The basic Tool Roll?

I realize the thread has grown a bit stale. In reply to Mr. Wong's comment on cheater bars, though.

Many people, even many technicians, don't understand why a cheater bar is bad. So, here's a knowledge biscuit...

It has to do with energy and a material quality called plastic deformation. I'll start with plastic deformation.

Materials which can be stretched are called malleable materials. Most types of steel are malleable. but steels are also Resilient, which means are "springy". So we can think of steel as being able to absorb a certain amount of energy and then spring back to shape. If they have reached their maximum springiness and energy is still applied, they will stretch malleably and NOT return to shape after the force is removed. This point is called plastic deformation.

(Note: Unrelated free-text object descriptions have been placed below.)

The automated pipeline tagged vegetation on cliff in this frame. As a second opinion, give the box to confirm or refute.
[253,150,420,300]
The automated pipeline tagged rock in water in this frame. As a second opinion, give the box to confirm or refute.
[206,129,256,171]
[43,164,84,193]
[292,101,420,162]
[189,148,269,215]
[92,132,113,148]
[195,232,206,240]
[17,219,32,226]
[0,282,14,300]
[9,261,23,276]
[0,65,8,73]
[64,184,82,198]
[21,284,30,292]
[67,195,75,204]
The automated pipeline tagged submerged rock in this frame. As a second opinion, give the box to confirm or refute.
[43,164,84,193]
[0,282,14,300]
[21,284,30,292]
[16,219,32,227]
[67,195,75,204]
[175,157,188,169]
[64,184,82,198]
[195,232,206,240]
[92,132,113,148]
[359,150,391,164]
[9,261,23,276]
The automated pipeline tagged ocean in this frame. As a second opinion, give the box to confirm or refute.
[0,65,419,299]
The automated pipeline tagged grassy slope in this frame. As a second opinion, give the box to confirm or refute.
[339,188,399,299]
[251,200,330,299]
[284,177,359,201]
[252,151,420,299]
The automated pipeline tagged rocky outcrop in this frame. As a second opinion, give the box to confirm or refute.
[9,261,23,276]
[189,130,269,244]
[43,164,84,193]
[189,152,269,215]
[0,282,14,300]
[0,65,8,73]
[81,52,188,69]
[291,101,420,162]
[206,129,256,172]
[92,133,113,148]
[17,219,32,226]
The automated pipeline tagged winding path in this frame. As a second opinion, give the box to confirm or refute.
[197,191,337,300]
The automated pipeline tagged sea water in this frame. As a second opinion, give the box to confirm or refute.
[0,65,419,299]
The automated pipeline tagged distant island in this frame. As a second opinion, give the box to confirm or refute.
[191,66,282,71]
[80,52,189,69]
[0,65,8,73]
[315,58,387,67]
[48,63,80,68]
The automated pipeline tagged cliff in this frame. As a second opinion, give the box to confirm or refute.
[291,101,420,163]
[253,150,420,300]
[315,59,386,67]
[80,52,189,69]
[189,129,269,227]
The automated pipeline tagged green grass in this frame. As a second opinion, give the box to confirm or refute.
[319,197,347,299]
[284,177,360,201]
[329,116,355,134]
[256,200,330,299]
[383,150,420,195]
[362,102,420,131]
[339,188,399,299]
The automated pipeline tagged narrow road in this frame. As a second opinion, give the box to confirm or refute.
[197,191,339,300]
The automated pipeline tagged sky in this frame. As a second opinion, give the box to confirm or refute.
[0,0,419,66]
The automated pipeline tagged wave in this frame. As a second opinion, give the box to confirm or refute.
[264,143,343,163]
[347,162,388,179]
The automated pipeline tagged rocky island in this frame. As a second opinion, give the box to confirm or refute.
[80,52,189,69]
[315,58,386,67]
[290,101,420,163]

As plastic deformation increase, strength radically decreases, eventually ending in failure. Think about breaking a paperclip by bending it back and forth. It starts out taking a bit of effort to bend the thing, but the more you work it back and forth, the easier it gets until the paper clip breaks. That's plastic deformation in action.

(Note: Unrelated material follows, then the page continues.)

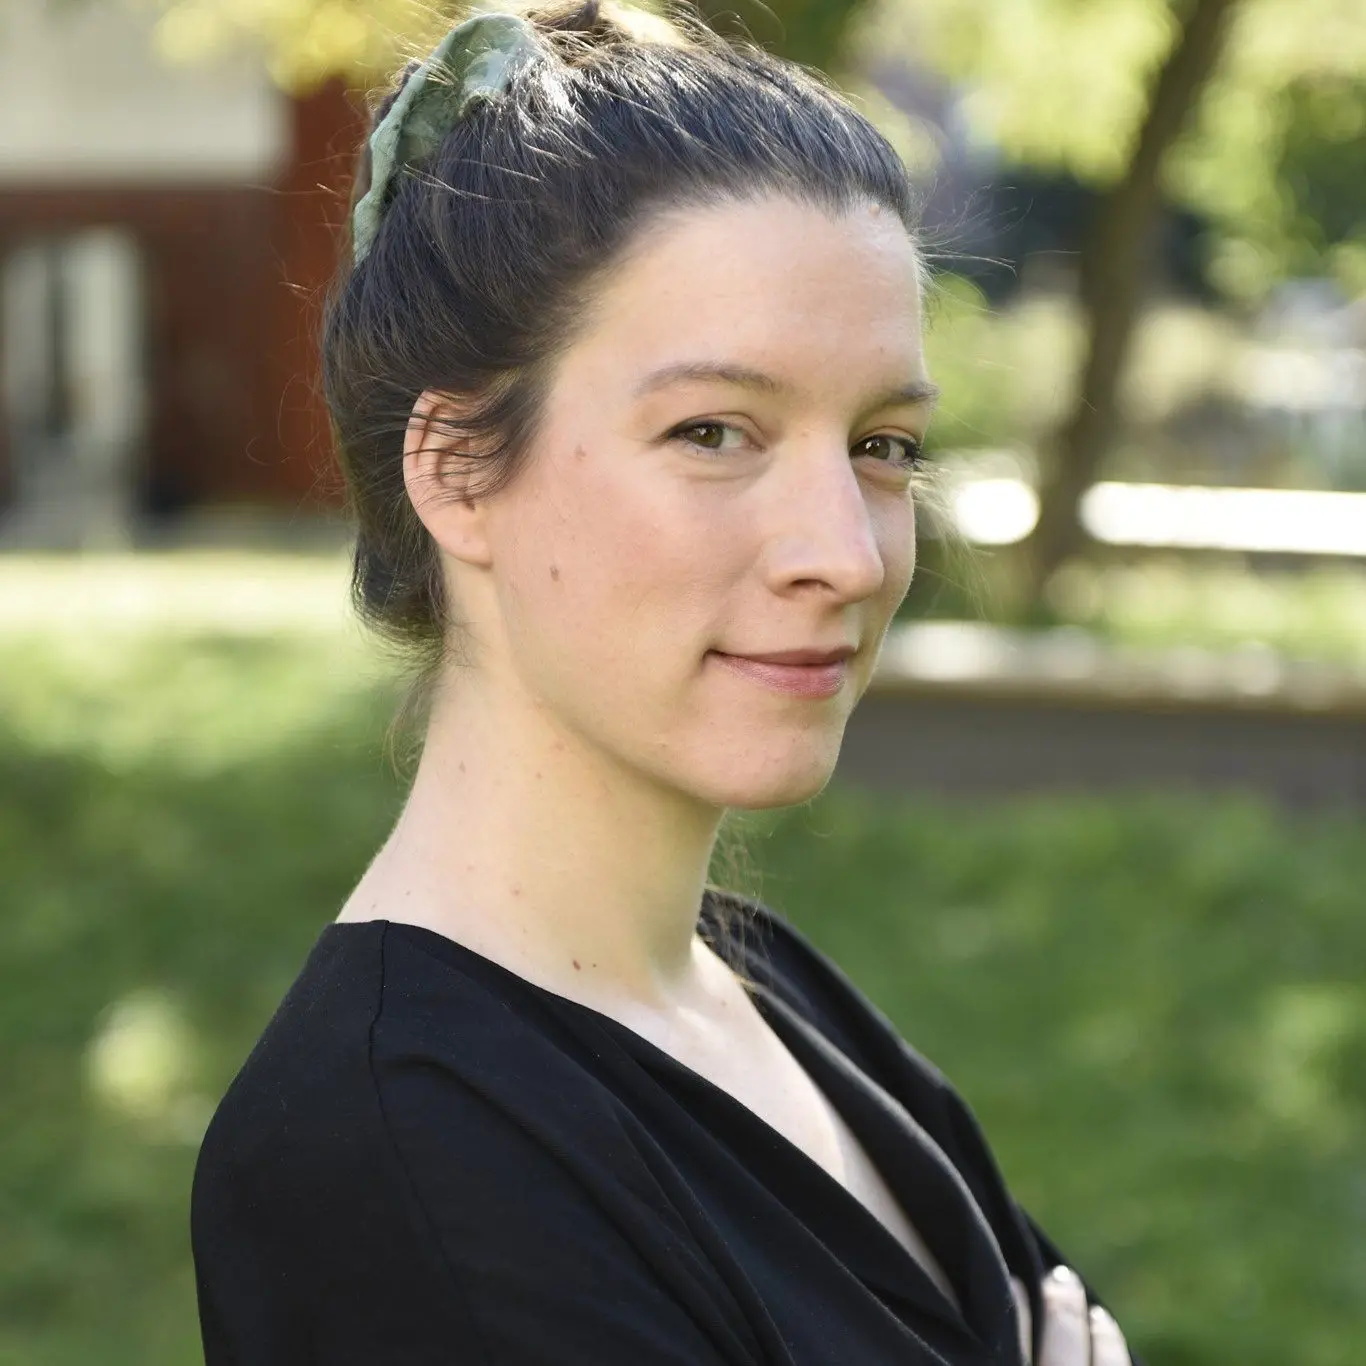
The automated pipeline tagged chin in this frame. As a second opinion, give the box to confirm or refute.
[690,747,842,812]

SO we think of the strength of a normal metal as a curve. The strength remains constant in the resilient range and decreases in plastic deformation. When the strength reaches zero, the material fails.

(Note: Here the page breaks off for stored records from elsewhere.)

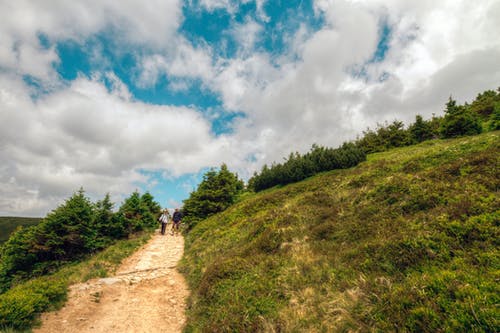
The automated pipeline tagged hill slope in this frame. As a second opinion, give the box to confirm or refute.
[180,132,499,332]
[0,217,41,244]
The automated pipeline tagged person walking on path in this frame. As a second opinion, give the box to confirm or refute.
[159,209,170,235]
[171,208,182,235]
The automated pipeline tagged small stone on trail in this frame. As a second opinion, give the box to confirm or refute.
[99,277,121,285]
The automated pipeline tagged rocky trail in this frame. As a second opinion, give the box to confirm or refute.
[34,232,189,333]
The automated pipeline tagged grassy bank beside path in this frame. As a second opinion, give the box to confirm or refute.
[181,132,499,332]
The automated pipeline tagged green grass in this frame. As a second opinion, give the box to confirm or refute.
[0,217,41,245]
[0,232,151,332]
[180,132,499,332]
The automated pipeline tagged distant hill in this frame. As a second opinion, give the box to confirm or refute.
[0,217,41,244]
[180,131,499,332]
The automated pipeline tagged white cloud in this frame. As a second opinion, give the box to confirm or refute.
[0,74,235,216]
[137,39,215,87]
[231,18,263,56]
[198,0,238,13]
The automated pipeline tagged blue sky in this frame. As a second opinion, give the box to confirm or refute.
[1,0,499,216]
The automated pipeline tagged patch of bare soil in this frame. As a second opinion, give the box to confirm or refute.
[34,232,188,333]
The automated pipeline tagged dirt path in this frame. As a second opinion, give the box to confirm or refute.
[34,232,189,333]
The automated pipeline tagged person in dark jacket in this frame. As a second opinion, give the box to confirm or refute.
[171,208,182,235]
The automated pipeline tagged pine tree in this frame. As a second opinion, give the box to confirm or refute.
[440,97,482,138]
[118,191,144,233]
[409,115,434,143]
[140,192,161,215]
[182,164,244,228]
[94,193,124,244]
[0,188,96,292]
[40,188,96,258]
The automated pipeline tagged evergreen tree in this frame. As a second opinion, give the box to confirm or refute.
[0,188,96,292]
[382,120,411,148]
[117,190,161,233]
[409,115,434,143]
[183,164,244,228]
[440,97,482,138]
[355,120,411,153]
[0,226,37,293]
[118,191,145,233]
[39,188,96,258]
[139,192,160,229]
[94,193,125,243]
[140,192,161,215]
[469,89,500,119]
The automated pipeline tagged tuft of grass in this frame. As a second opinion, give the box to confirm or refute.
[0,232,151,331]
[180,131,500,332]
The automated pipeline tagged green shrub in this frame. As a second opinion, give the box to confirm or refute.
[406,306,441,332]
[0,278,66,330]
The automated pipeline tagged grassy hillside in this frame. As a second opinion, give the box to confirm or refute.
[0,217,41,244]
[180,132,499,332]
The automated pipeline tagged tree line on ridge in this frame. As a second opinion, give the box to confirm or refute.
[181,88,500,228]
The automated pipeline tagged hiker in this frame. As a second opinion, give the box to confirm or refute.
[171,208,182,235]
[159,209,170,235]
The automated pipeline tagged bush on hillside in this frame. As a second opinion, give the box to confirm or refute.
[0,278,66,330]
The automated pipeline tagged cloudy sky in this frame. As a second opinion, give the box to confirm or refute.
[1,0,499,217]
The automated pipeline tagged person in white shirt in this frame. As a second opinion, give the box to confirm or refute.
[159,209,170,235]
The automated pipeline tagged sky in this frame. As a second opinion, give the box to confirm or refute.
[1,0,499,217]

What does this have to do with cheater bars?

Cheater bars add energy at a constant level. You're applying a torque equal to the length of the bar multiplied by the force you're pulling with. That doesn't change unless the bolt moves ... IF you remain within the resilient region of the object. If you apply too much force and drift into the plastic region, you will break the bolt. You will not be able to relax your pull quickly enough to avoid twisting it off. As the material deforms, the amount of energy required to keep it deforming drops until it fails and you've twisted it right off. If you worked in any of the trades that involve machines, you have done this numerous times.

If you're smart, you got tired of it.

Slugging (impact guns are slugging devices) SAVES material because force is applied is packets. When you whack the tire iron, you're maxing out the force. And then, there's a period of relaxation. This allows the material to "return to zero" all the internal energy is released and you start from square zero again. Engineers call this type of action "impulse" and it's much less likely to cause damage than a constant force approach.

Impact guns aren't magic, they strike quicker than you can by hand. And you can break studs with slugging or an impact gun. It's harder, though.

I could go further but this post is already too long. If you're interested, google it. The deeper you go, the more you'll understand why slugging beats wrenching.

EDIT:
Additionally, when you slug, you adding vibrations, which always helps free the part. Any kind of dynamic loading stresses material boundaries like the gunk that's clogging your threads or the rust film between the bolt head and the part. This is why, even if you MUST use plain torque (cheater bar) it's always a smart idea to take a few whacks at a frozen nut/bolt/stud with a ball peen before you start torqueing on it.